Returns the sine of z, where z is given in radians

CMath.sin(1 + 1i) #=> (1.2984575814159773+0.6349639147847361i)
 
               # File cmath.rb, line 165
def sin(z)
  begin
    if z.real?
      RealMath.sin(z)
    else
      Complex(RealMath.sin(z.real) * RealMath.cosh(z.imag),
              RealMath.cos(z.real) * RealMath.sinh(z.imag))
    end
  rescue NoMethodError
    handle_no_method_error
  end
end
            
sinh(z) click to toggle source

Returns the hyperbolic sine of z, where z is given in radians

CMath.sinh(1 + 1i) #=> (0.6349639147847361+1.2984575814159773i)
 
               # File cmath.rb, line 215
def sinh(z)
  begin
    if z.real?
      RealMath.sinh(z)
    else
      Complex(RealMath.sinh(z.real) * RealMath.cos(z.imag),
              RealMath.cosh(z.real) * RealMath.sin(z.imag))
    end
  rescue NoMethodError
    handle_no_method_error
  end
end
            
sqrt(z) click to toggle source

Returns the non-negative square root of Complex.

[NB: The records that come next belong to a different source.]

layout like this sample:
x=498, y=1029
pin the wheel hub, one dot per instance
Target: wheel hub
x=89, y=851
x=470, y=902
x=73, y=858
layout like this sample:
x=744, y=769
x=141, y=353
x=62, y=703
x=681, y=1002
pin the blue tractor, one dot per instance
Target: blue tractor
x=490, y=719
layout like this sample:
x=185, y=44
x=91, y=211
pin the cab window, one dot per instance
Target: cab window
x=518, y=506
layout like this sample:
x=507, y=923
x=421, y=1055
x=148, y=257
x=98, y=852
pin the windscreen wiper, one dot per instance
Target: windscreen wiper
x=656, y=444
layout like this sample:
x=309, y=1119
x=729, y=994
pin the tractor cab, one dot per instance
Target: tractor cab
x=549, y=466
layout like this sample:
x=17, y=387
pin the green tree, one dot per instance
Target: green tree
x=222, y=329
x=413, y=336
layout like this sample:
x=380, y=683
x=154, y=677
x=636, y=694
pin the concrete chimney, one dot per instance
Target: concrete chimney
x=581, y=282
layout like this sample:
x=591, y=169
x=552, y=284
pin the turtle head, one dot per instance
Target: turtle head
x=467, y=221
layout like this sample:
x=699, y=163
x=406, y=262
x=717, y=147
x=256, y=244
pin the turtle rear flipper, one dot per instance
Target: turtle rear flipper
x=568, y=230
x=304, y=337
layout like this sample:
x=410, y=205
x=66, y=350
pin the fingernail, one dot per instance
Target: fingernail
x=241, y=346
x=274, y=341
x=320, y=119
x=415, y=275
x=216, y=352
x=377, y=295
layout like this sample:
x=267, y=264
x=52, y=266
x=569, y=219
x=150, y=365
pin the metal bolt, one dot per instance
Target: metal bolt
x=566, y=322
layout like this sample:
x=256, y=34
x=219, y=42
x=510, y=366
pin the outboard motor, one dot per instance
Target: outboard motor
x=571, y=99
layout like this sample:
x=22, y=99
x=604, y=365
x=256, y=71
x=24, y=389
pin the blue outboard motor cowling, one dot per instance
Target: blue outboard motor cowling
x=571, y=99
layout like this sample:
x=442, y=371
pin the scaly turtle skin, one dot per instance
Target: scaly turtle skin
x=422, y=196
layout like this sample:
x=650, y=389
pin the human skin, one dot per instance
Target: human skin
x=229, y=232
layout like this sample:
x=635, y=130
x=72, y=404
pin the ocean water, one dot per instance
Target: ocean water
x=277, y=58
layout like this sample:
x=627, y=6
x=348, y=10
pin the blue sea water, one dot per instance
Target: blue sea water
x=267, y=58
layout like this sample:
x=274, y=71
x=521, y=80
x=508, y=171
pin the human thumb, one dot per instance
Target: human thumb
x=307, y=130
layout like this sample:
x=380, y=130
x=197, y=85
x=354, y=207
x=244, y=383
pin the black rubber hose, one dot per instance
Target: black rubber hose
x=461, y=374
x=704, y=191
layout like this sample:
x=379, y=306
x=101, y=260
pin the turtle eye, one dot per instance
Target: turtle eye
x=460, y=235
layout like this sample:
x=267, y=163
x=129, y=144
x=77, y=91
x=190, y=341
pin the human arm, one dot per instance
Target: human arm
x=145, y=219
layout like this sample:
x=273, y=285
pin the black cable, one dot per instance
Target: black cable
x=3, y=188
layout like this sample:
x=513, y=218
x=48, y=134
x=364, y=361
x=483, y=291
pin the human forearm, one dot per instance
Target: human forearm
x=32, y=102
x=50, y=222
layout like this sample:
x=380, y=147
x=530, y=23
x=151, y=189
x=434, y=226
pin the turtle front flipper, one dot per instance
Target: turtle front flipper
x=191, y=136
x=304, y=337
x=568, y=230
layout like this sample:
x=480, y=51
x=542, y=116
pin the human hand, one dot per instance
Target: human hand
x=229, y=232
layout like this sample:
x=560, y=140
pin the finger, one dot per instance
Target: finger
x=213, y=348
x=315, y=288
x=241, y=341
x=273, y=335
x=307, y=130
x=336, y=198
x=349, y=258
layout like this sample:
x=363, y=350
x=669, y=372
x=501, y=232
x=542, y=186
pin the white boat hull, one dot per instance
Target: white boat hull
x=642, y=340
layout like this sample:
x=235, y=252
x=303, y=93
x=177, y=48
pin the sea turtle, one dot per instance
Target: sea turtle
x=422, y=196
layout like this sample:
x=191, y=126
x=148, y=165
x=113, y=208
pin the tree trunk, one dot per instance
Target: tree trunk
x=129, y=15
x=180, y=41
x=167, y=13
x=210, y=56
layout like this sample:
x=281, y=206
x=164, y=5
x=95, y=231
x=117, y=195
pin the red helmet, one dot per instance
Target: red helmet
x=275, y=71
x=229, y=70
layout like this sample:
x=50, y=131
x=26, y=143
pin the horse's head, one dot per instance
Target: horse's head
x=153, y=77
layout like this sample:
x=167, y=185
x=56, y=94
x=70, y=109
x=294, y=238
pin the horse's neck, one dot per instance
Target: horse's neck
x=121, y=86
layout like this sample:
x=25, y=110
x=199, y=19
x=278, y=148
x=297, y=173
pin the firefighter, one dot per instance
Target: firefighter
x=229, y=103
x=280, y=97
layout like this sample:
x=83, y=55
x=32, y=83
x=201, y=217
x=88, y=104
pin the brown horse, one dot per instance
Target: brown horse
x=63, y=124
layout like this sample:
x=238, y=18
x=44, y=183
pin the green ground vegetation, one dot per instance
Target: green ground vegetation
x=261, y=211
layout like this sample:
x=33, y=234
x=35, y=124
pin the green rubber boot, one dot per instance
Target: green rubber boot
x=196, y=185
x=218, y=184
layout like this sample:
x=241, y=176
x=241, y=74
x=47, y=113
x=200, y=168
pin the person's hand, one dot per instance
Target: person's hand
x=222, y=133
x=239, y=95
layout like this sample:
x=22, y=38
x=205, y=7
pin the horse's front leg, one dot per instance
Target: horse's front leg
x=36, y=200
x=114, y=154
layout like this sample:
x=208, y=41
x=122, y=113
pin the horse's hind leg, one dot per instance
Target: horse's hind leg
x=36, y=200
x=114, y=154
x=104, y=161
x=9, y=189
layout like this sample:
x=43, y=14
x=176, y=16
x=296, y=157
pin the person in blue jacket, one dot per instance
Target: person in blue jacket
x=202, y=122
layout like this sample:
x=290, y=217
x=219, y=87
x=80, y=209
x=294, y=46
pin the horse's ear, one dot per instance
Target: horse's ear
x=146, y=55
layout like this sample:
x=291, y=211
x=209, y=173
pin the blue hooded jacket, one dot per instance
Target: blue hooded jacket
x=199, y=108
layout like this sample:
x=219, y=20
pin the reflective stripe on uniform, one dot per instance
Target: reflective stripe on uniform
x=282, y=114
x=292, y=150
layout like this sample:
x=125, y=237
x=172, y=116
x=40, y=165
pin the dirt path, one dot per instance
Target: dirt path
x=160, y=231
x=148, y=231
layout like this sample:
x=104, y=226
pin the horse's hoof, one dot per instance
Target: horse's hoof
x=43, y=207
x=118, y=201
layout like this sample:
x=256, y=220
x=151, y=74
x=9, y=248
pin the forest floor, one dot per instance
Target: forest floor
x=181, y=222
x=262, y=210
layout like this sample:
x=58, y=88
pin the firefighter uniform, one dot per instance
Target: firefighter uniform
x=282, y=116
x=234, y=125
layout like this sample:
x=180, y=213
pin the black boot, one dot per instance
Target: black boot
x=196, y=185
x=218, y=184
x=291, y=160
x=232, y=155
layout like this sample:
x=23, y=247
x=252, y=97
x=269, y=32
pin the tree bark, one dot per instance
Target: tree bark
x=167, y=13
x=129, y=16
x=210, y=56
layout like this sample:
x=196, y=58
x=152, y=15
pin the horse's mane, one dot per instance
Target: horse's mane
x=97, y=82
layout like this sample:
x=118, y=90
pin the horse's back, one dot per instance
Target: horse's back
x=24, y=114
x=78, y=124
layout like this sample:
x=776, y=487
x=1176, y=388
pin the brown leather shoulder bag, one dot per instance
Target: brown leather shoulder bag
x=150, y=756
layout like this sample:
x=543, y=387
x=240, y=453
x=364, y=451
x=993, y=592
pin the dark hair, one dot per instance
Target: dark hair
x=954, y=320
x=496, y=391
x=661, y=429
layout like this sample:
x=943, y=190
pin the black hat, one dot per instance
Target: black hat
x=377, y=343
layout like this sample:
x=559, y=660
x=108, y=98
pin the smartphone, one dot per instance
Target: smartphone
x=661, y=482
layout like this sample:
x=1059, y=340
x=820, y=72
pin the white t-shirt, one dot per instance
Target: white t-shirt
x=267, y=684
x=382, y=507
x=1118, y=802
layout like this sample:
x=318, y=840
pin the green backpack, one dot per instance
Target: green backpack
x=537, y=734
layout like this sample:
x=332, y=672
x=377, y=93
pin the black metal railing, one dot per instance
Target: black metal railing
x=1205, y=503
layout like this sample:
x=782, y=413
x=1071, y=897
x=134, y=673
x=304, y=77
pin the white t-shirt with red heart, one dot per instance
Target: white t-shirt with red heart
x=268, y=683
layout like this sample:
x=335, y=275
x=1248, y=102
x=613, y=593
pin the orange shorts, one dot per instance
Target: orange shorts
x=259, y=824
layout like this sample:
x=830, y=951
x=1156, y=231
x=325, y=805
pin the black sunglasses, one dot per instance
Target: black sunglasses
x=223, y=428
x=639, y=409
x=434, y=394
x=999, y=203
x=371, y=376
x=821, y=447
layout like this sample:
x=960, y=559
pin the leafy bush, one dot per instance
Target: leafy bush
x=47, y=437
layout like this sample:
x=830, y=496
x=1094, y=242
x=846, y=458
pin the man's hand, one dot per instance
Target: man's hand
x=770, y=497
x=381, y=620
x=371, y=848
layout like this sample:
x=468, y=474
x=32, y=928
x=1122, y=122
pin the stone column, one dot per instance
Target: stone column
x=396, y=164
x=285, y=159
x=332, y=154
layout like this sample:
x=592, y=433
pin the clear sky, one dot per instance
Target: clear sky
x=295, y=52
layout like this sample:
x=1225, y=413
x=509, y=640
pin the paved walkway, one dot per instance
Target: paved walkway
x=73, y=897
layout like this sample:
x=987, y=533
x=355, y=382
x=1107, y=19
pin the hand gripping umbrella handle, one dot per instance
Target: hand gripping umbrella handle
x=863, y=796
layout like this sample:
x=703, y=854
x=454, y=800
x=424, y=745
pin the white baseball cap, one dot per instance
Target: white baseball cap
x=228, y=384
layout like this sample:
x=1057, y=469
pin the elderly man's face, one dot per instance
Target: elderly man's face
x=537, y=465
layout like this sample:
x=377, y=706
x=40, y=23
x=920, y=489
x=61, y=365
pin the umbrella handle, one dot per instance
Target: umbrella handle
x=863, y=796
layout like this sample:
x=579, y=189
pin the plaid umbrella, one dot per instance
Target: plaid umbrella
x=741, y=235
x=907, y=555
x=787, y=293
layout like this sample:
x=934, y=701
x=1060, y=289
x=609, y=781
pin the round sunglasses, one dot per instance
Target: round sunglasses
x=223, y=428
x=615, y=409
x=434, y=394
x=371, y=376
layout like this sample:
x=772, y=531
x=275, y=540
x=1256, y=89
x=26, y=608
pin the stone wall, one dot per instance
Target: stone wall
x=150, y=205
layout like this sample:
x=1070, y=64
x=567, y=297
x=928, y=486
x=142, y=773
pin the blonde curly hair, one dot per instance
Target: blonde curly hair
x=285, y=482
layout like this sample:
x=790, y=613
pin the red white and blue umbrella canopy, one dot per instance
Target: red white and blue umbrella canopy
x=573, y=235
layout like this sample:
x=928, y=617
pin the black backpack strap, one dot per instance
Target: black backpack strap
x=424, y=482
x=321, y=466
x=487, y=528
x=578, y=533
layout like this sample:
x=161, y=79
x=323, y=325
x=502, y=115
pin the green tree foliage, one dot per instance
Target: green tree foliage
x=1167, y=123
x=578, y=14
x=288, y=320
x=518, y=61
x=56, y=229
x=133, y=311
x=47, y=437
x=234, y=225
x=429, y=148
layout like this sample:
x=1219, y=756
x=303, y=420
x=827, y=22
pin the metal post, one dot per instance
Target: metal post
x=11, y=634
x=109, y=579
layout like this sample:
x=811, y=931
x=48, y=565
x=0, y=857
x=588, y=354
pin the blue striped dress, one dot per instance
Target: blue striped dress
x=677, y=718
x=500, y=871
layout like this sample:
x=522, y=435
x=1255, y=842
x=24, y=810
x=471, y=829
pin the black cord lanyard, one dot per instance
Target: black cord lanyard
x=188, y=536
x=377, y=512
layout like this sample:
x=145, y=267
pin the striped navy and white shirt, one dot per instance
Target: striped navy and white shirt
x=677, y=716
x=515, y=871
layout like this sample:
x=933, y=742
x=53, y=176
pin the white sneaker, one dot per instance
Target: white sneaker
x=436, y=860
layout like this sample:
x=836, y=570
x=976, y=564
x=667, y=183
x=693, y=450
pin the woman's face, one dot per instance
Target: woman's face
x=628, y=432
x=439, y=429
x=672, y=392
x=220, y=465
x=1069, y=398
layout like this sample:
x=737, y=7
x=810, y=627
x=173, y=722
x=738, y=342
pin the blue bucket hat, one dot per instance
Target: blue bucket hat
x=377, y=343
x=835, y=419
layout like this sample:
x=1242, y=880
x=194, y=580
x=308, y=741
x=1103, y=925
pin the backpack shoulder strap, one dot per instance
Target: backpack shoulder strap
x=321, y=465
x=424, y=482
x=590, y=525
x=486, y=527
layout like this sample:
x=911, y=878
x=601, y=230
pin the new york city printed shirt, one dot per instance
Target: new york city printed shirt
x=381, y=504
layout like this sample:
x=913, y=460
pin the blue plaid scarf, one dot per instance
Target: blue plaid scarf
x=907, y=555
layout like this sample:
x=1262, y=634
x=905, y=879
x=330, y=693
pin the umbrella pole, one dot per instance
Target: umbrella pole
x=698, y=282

CMath.sqrt(-1 + 0i) #=> 0.0+1.0i
 
               # File cmath.rb, line 130
def sqrt(z)
  begin
    if z.real?
      if z < 0
        Complex(0, RealMath.sqrt(-z))
      else
        RealMath.sqrt(z)
      end
    else
      if z.imag < 0 ||
          (z.imag == 0 && z.imag.to_s[0] == '-')
        sqrt(z.conjugate).conjugate
      else
        r = z.abs
        x = z.real
        Complex(RealMath.sqrt((r + x) / 2.0), RealMath.sqrt((r - x) / 2.0))
      end
    end
  rescue NoMethodError
    handle_no_method_error
  end
end
            
tan(z) click to toggle source

Returns the tangent of z, where z is given in radians

CMath.tan(1 + 1i) #=> (0.27175258531951174+1.0839233273386943i)
 
               # File cmath.rb, line 199
def tan(z)
  begin
    if z.real?
      RealMath.tan(z)
    else
      sin(z) / cos(z)
    end
  rescue NoMethodError
    handle_no_method_error
  end
end
            
tanh(z) click to toggle source

Returns the hyperbolic tangent of z, where z is given in radians

CMath.tanh(1 + 1i) #=> (1.0839233273386943+0.27175258531951174i)
 
               # File cmath.rb, line 249
def tanh(z)
  begin
    if z.real?
      RealMath.tanh(z)
    else
      sinh(z) / cosh(z)
    end
  rescue NoMethodError
    handle_no_method_error
  end
end